Manitoba increasing minimum wage in October / Deal ends 10-month Bonfield, Ont., strike

Manitoba increasing minimum wage in October

WINNIPEG Manitoba is increasing the minimum wage Oct. 1 to $10.70 per hour.

"We have increased the minimum wage every year since 2000. This most recent increase builds on our long-term plan to provide the lowest wage earners increased purchasing power so they can better provide for themselves and their families," said Labour and Immigration Minister Erna Braun.

"It also contributes to a vibrant labour market that will help Manitoba businesses attract and retain workers."

The increase of 25 cents per hour brings the current minimum wage to $10.70 from $10.45 and will make Manitoba the fourth highest among other Canadian jurisdictions.

To keep the province competitive for businesses, the Manitoba government has eliminated the small business tax.

In 1999, Manitoba had the highest small business tax rate in Canada, said Braun, adding that the province is the only one in the country to have completely eliminated its small business tax, removing 12,000 businesses from the tax rolls and saving each small business owner $55,000 every year.

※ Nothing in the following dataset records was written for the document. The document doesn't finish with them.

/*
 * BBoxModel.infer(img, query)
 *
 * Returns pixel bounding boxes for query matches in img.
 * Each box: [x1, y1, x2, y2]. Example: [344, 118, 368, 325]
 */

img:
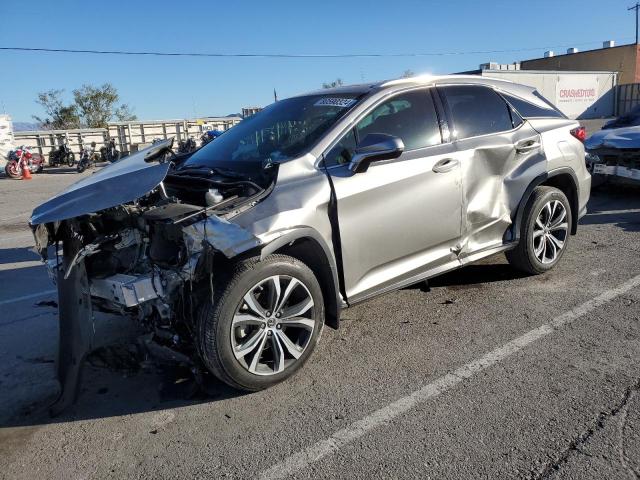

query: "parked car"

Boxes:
[30, 75, 590, 412]
[602, 105, 640, 130]
[585, 125, 640, 186]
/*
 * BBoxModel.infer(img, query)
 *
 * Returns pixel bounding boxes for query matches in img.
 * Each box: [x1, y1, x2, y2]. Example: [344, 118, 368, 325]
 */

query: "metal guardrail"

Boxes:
[14, 117, 242, 163]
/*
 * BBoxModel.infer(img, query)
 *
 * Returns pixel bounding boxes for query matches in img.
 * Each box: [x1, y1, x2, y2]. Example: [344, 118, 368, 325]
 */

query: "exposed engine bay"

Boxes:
[31, 140, 274, 414]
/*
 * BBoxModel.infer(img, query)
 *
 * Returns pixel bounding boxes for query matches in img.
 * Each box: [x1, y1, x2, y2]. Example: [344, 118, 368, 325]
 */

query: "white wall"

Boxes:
[481, 70, 617, 119]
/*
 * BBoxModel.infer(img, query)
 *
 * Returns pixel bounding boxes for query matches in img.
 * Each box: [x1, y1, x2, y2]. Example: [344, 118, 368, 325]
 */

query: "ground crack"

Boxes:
[530, 378, 640, 479]
[619, 389, 640, 480]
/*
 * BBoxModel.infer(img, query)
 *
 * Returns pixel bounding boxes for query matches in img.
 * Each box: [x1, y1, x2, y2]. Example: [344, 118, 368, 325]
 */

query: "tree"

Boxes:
[73, 83, 137, 128]
[33, 83, 137, 130]
[322, 78, 344, 89]
[33, 89, 80, 130]
[401, 69, 415, 78]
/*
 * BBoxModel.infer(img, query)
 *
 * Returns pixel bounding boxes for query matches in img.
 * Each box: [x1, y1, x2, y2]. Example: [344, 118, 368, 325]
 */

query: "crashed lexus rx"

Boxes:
[31, 75, 591, 412]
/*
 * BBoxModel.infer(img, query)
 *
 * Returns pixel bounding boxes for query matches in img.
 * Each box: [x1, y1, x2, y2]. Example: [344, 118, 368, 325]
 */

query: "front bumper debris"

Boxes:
[592, 163, 640, 182]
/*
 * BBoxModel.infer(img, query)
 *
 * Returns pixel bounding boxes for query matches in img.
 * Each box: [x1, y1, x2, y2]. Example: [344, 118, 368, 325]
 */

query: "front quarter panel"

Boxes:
[231, 154, 335, 260]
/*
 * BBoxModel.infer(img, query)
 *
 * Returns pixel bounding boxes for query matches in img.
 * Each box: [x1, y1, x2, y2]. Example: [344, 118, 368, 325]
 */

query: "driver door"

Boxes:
[325, 89, 463, 302]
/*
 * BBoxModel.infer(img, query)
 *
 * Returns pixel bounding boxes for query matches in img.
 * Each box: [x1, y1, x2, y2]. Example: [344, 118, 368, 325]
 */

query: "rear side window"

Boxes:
[502, 92, 566, 119]
[440, 85, 514, 140]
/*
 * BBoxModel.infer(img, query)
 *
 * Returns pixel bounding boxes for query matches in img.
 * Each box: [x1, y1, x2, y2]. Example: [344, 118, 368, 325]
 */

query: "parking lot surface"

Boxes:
[0, 170, 639, 479]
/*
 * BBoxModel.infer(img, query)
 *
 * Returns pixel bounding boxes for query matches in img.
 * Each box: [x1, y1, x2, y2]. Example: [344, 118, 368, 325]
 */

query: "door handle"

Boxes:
[516, 137, 541, 153]
[432, 158, 459, 173]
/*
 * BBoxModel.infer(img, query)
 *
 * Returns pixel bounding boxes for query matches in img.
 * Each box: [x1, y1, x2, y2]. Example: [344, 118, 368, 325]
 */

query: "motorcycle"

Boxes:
[177, 137, 197, 154]
[76, 142, 99, 173]
[100, 138, 120, 163]
[4, 146, 45, 179]
[49, 140, 76, 167]
[200, 129, 223, 146]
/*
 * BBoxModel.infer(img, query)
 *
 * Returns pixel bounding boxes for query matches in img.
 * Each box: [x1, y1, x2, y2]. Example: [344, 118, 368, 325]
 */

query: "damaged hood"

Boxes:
[586, 126, 640, 151]
[31, 140, 173, 225]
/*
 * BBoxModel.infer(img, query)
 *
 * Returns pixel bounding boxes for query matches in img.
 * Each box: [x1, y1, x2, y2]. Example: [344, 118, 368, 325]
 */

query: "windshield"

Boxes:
[180, 94, 362, 175]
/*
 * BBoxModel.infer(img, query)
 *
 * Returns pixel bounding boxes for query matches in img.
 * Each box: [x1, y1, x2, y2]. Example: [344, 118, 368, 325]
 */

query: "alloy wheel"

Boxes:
[532, 200, 568, 264]
[230, 275, 315, 376]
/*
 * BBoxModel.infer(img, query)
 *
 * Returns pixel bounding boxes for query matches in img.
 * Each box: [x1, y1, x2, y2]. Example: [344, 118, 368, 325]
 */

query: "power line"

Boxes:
[0, 39, 633, 59]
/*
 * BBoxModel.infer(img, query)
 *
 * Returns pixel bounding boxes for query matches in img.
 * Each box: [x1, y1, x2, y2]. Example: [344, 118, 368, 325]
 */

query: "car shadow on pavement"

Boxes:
[581, 185, 640, 233]
[0, 246, 41, 263]
[0, 350, 246, 429]
[419, 262, 530, 291]
[0, 245, 245, 429]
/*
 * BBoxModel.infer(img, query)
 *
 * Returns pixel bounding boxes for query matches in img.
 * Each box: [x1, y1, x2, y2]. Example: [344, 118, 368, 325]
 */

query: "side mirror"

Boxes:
[349, 133, 404, 173]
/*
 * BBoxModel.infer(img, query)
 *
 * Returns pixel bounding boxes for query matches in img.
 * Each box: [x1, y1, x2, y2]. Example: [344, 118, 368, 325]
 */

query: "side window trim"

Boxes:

Information on the minimum wage and other employment standards is available at

Deal ends 10-month Bonfield, Ont., strike

BONFIELD, Ont. — After 10 months and two days of labour board-mediated talks, city staffers in a small rural Ontario township will be returning to work.

In Bonfield, Ont. — a town of about 2,000 — the bitter strike that began last summer and saw Mayor Randall McLaren and the Canadian Union of
Pubic Employees (CUPE) butting heads has finally come to an end.

While details of the tentative agreement — which was ratified by the union on June 5 — are still forthcoming, of note is that the five employees fired over the course of the job action were reinstated.

Those employees were initially let go, according to McLaren, because they tried to prevent two local councillors from attending a meeting on how to get city services back up and running (such as recycling, bylaw enforcement and road maintenance), which were suspended during the strike.

During negotiations, CUPE raised concerns pertaining to provisions such as seniority, training, employment security, scheduling, vacation, sick leave and benefits.

"We worked really hard to reach a deal that both we and the township can live with.

"Ultimately, we were able to push all the major concessions off the table," said Diane Francouer, a spokesperson for the local union chapter, adding that, "from the beginning, this was a defensive strike."